PREVIOUS, 5:42 AM: We’ll have to wait for the company’s quarterly conference call with analysts to find out what how badly the NBA lockout might hurt the owner of the New York Knicks, MSG regional sports networks, and the Madison Square Garden arena. There was no mention of it in this morning’s earnings report. But the disruption follows a strange quarter as the company closed Madison Square Garden and the Theater at Madison Square Garden for upgrades. MSG reported net income of $21.3M, up 10.5% vs the same period last year, on revenues of $177.6M, down 6.9%. The revenue figure was well ahead of the $173.88M that analysts expected. And earnings, at 28 cents a share, zoomed past the 10 cents the Street anticipated. Revenues at MSG Media — with cable networks including the regional sports channels and Fuse Networks –were up 3.9% to $138.6M. Ad sales rose $1.25M,  but the company says that a $4.5M increase in revenues from pay TV distributors was “significantly offset” by the expiration of some affiliation agreements. MSG Entertainment, which includes the company’s venues, saw a revenue drop of 27.7% to $27.6M from the shut down of The Garden. And MSG Sports — with teams that also include the New York Rangers and New York Liberty — was down 21.9% to $28.8M, again attributed to the closing of The Garden. “We re-opened The Garden on schedule in late October and are pleased with the progress we have made on all fronts with respect to the Transformation project,” CEO Hank Ratner said. “We remain focused on our company’s business objectives and are confident in our ability to drive long-term growth.”

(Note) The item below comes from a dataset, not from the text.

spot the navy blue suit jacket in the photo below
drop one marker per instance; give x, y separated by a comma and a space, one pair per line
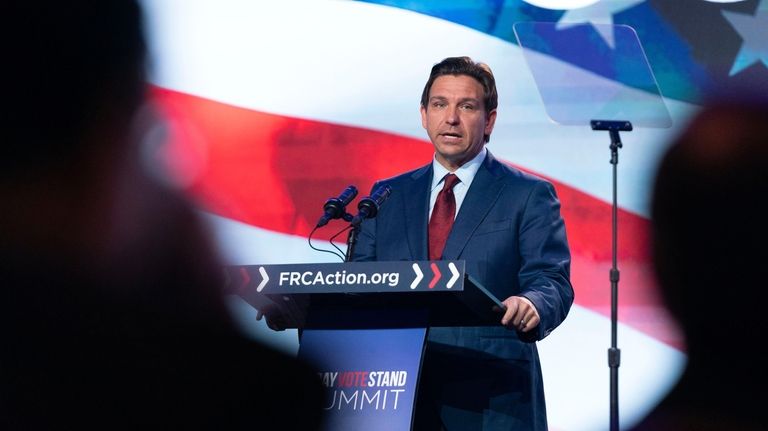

Following the earnings release, Miller Tabak analyst David Joyce upgraded his stock recomendation to “buy” from “neutral.” In addition to the results, which beat his expectations, he says there’s been “creeping positive speculation in the stock that the NBA lockout could be coming to an end soon, as both sides have continued to work hard in the negotiations.” Although games have been cancelled through November, “there is still hope.”